Il y avait bien là de quoi effrayer ces messieurs qui, en fait de pouvoirs, n’avaient que ceux qu’ils s’étaient arrogés.
Poussés par la crainte, ils me firent proposer un arrangement plus avantageux pour moi que celui que j’avais sollicité pendant deux ans.
Je refusais alors de sacrifier la moitié de ce que je possédais, comme j’y aurais consenti à cette époque afin d’en finir.
Ils revinrent humiliés, confus, me prier de retirer mes plaintes, m’envoyèrent de leurs amis qui me supplièrent de me désister, m’offrant de me rembourser immédiatement l’argent de mon hypothèque; mais je n’avais pas été la seule victime de ces brutalités sans nombre, et Robert m’obligea à refuser pendant plusieurs jours qui durent leur paraître bien longs.
Si cet argent lui avait appartenu, il l’aurait volontiers sacrifié à l’ombre d’une réparation, mais il comprit qu’il ne pouvait me forcer à un si grand sacrifice, et il me donna carte blanche.

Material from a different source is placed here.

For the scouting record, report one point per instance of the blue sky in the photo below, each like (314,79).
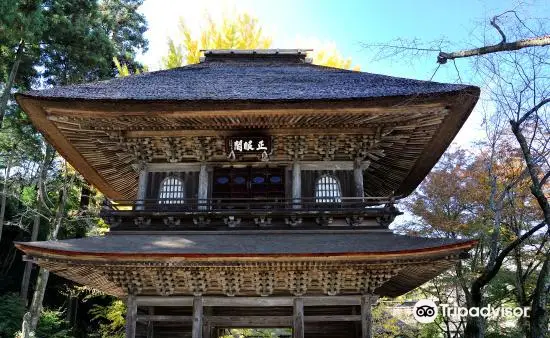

Non-seulement je fus dégagée de la responsabilité qu’on voulait faire peser sur moi, mais encore j’exigeai que le bijoutier reprît pour son compte la créance du jeune homme pour lequel Robert avait si légèrement donné sa garantie.
Puis, leur demandant combien il leur devait personnellement, je leur payai le tout en son nom; la somme s’élevait à 20,000 francs.
Il valait mieux que Robert me les dût qu’à ces vilaines gens qui l’avaient si fort maltraité.
D’ailleurs, Robert m’avait fait part de ses projets.